最高位大関はなぜ優勝できないのか。まず、横綱の
昇進基準が甘くなったことがあげられる。横綱の昇進
基準は2場所連続優勝が一人歩きし過ぎている。その
前に品格力量抜群という項目があり、本来はこの項目
だけで十分なのである。横綱昇進基準の甘さが弱い
横綱、短命の横綱、物足りない横綱を生んできた。
つまり強い大関は横綱に昇進し、残った大関は弱い
大関という構造ができてしまったのである。
一時東富士、千代の山、鏡里、吉葉山、栃錦と5横綱
が誕生しそうになった時期がある。「5横綱はいけ
ない」と東富士は引退した。残った4横綱の時代は
最長の14場所続いた。だが、全員が12勝以上の好成績
をあげたことはついになかった。いや、彼らだけでは
ない。いつの時代の4横綱も全員12勝以上の好成績は
ない。4横綱は看板にならなかったのである。
品格ははかりがたいが、力量抜群の横綱は誰か。
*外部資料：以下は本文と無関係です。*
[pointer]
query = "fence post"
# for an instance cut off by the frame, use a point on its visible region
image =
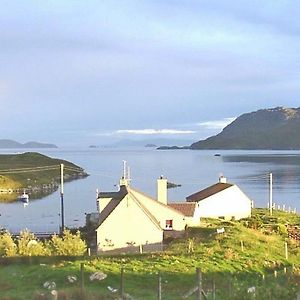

横綱
が実質地位化した常陸山以降、常陸山、太刀山、大
錦、栃木山、常ノ花、玉錦、双葉山、羽黒山、栃錦、
初代若乃花、大鵬、玉の海、輪島、北の湖、千代の
富士、貴乃花、朝青龍、白鵬である。彼らこそ横綱に
ふさわしい存在だった。準じる者が照國、東富士、
北の富士、北勝海、曙、武蔵丸である。
強い大関は横綱に、残った大関は弱い大関だけに
なる。これが最高位大関優勝が極端に少ない理由で
ある。果たしてこれでいいのだろうか。横綱審議委員
会からこれまで弱い横綱、物足りない横綱をつくって
きた反省の弁を聞いたことがない。